If an engineer wants to test a table or dataset in dev and then run the exact same test on a table or dataset with the same name in prod, how should they keep track of the name of the dataset in Great Expectations so it’s clear what data set is being referred to?
Another variation of this question would be for file systems. On file systems, sometimes data engineers use a pattern for versioning data as follows:
data/
v1/my_dataset.csv
v2/my_dataset.csv
v3/my_dataset.csv
If an engineer wants to run the same expectations on multiple versions of the same dataset at the same time, how should they keep track of the name of the dataset in Great Expectations?
@nok - I posted this question to address one of your issues. Hopefully we’ll get some back and forth here from others, but I wanted to prime the pump. I think you’re going to want to use environment variables for the dev and prod case and something similar for the version case. You should be able to set variables for the different prefixes in your python code and use them to set the data set name in batch kwargs.

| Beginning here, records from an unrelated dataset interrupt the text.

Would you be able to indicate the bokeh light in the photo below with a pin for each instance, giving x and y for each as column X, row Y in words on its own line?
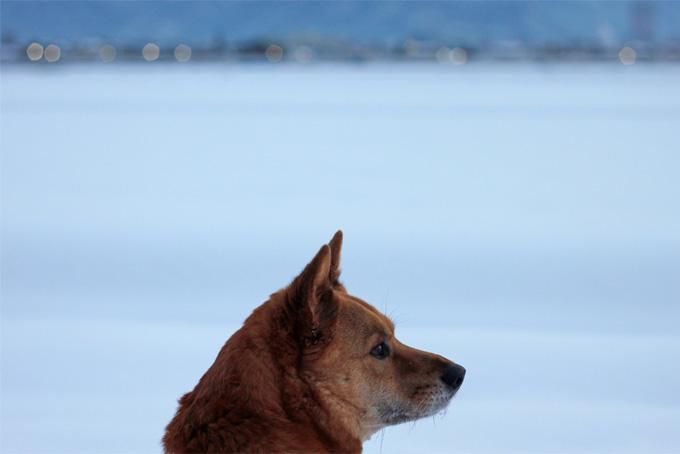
column 274, row 53
column 107, row 53
column 627, row 56
column 182, row 53
column 52, row 53
column 457, row 55
column 34, row 51
column 151, row 52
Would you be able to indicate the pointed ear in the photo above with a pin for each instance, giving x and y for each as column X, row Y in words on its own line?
column 336, row 249
column 310, row 288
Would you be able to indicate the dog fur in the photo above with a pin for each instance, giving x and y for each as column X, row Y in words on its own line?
column 313, row 369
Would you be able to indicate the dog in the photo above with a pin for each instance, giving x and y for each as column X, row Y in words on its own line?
column 313, row 369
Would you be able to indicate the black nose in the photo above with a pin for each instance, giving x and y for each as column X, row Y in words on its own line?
column 454, row 375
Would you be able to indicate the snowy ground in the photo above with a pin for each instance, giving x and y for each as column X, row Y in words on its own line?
column 523, row 221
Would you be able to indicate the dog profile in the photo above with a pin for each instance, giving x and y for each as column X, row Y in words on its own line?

I only find the notebook using either a pre-loaded pandas dataframe or using a path key, could you highlight which block are u refering to?
I end up trying to construct the absolute path with python code for these:
v1/2020-xx-xx/my_dataset.csv
v2/2020-xx-xx/my_dataset.csv
v3/2020-xx-xx/my_dataset.csv
Unfortunately, it won’t work… A datasource is still needed, but it only works for subdirectory, not sub directory of subdirectory. So I had to create a new datasource for every date “2020-xx-xx” at the end.